Updated on October 25, 2019
Updated on October 25, 2019
By Robin Huffman, Safina Center Fellow
The other day, a friend and I were discussing music, and how essential the spaces between the notes are to a holistic experience of a piece. It’s the counterpoint and contrast of the notes and the silent spaces that makes the music.
And true of a life. For me, I discovered that leaving the corporate world for art and primate conservation, spending a third of my time in Africa with primates, created those spaces between the notes and offered a fullness to my life.
In doing so, I also found that contrast can equal gratitude. Contrast is a powerful thing. Change of scenery intensifies experiences. It’s why city dwellers have a place in the mountains or at the shore. It’s why we take vacations to places that look nothing like where we just came from, and have hobbies markedly different from our jobs.
These contrasts are like the intervals, the spaces between notes, that make the notes themselves all the more incandescent and meaningful.
I appreciate everything more and have heightened awareness of my surroundings, which in turn magically expands my sense of time. This formula I’ve stumbled upon allows me to live in gratitude much of the time. A quote I once read comes to mind, “if everything we had were taken away from us and then given back…we’d think ourselves the luckiest person on earth.”
In my two worlds:
I’m grateful for city life where every cuisine in the world is at my fingertips.
But I’m also grateful for a single morsel of cheese and a baguette that doesn’t have ants in it.

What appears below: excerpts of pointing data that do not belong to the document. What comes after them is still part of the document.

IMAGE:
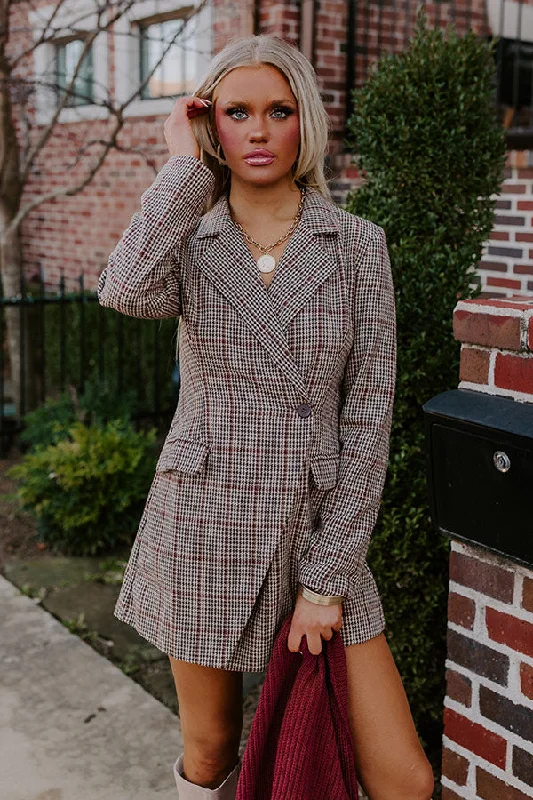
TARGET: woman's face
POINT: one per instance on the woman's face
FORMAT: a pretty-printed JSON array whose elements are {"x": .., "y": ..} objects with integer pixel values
[{"x": 256, "y": 119}]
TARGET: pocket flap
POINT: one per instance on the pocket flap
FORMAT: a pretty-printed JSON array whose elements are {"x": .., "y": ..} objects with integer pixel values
[
  {"x": 183, "y": 455},
  {"x": 325, "y": 471}
]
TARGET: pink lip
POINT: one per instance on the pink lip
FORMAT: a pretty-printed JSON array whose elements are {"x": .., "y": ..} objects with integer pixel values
[
  {"x": 260, "y": 152},
  {"x": 258, "y": 158}
]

I’m grateful for being connected with the world through technology.
I’m grateful when I’m not.
I’m grateful for a glamorous evening on the town.

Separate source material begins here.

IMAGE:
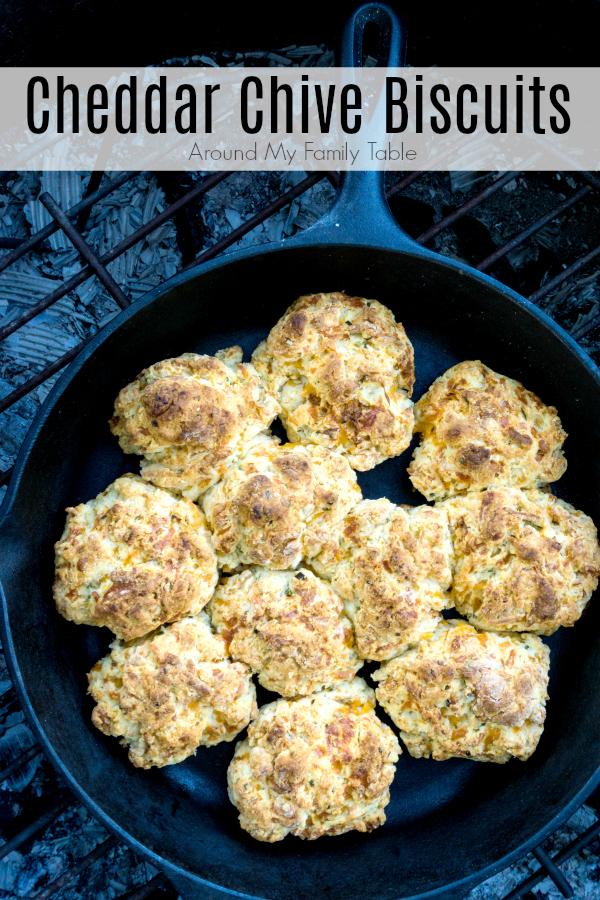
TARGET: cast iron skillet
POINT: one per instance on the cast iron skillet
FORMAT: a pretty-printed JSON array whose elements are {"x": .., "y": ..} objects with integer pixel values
[{"x": 449, "y": 824}]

I’m grateful for a secluded evening at the primate sanctuary in the African rainforest, which allows me to be completely present…especially if I’m caring for an orphaned monkey baby.
I’m even grateful for washing machines, though I also relish doing my laundry in a bucket, sitting low on a stool, scrubbing away while greeting my fellow sanctuary workers, building my biceps wringing out the clothes, then arranging them strategically on the line to optimize drying (because tumba flies lay eggs on damp clothes, which become maggots growing under our skin, that we then must extract).
With fewer distractions at the primate sanctuary, I reflect more.
On one occasion, in this grateful frame of mind, while walking along the rust-colored dirt path at the primate sanctuary, I had an insight. It occurred to me that an urban corporate lifestyle envelops us in human-made environments—in a car, office building or home, what we stand, sit, work and recline on. Manufactured walls, lighting from factory fixtures with calibrated spectrums and uniformity. The sounds—city mechanical noises vs the jungle’s organic musicality.
And then a lovely thing happened. I suddenly disappeared, absorbed by the jungle. I’d simply become an element of the flora and fauna that populates it. No less and certainly no more. An organism that took in and expelled gasses, absorbed sunlight and humidity. Living and dying just like every plant and creature around me. It was a humbling experience and a beautiful one.
I love both worlds, and am grateful for them. And you? What are you grateful for?